Training was executed on Google Colab using a GPU runtime, leveraging the Ultralytics YOLOv8 framework. The chosen architecture was YOLOv8 Nano (YOLOv8n) — the smallest model in the YOLO8 family, deliberately selected to maximize inference speed on the target edge hardware while still achieving sufficient accuracy for the task.
# Fine-tuning command (Ultralytics CLI)
yolo task=detect mode=train \
model=yolov8n.pt \
data=dataset.yaml \
epochs=100 \
imgsz=640 \
batch=16 \
patience=20
The training curves tell a clear story: both training and validation losses (box, classification, DFL) converge rapidly within the first 20 epochs and stabilize with no signs of divergence or overfitting. Precision and Recall climb to near-ceiling values. The mAP@50 reaches ~97% and mAP@50-95 exceeds 90%, indicating robust detection across a range of IoU thresholds.

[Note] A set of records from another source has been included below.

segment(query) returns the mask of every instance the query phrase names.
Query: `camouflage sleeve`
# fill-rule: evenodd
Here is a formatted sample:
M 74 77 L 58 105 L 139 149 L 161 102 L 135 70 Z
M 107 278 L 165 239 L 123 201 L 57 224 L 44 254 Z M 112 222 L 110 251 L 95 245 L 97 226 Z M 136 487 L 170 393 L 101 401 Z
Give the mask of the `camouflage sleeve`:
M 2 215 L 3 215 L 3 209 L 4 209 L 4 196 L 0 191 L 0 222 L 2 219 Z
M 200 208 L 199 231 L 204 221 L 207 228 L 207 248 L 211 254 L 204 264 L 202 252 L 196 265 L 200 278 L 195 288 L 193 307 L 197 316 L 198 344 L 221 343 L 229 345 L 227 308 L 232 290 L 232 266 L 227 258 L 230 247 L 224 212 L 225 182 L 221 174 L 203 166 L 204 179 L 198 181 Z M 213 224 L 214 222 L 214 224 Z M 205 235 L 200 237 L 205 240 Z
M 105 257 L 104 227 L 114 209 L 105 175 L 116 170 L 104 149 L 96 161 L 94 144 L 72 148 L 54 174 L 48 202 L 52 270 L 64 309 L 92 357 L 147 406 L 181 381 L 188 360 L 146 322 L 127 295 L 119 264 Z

Training results over 100 epochs. Rapid convergence of classification and box loss; mAP@50 stabilises above 0.97.
Normalized Confusion Matrix. Church: 1.00, Bar: 0.93, House: 0.92, Dice: 0.50 — the lower Dice score reflects class imbalance (57 vs 195–276 instances for other classes).
The fine-tuned .pt weight file was deployed locally using OpenCV for camera feed capture and the Ultralytics inference API for frame-by-frame detection. The key upgrade over basic detection is the addition of a multi-object tracking algorithm.
Rather than detecting objects independently in each frame (which produces flickering boxes and no temporal consistency), a tracking algorithm like ByteTrack assigns a persistent tracking ID to each detected object across frames. This means the system knows that object #3 (a "House") at position X in frame 150 is the same object at position X+5 in frame 151 — enabling trajectory prediction and confident hand-off to the robotic arm controller.
# Inference with tracking
from ultralytics import YOLO
import cv2
model = YOLO("best.pt") # fine-tuned weights
cap = cv2.VideoCapture(0) # webcam / camera feed
while cap.isOpened():
ret, frame = cap.read()
results = model.track(frame, persist=True, tracker="bytetrack.yaml")
annotated = results[0].plot()
cv2.imshow("Conveyor Tracking", annotated)
Final deployed model. The fine-tuned YOLOv8n accurately classifies custom wooden objects, assigns persistent tracking IDs (blue text), and maintains high confidence scores even while the user interacts with the scene — demonstrating robustness to partial occlusion.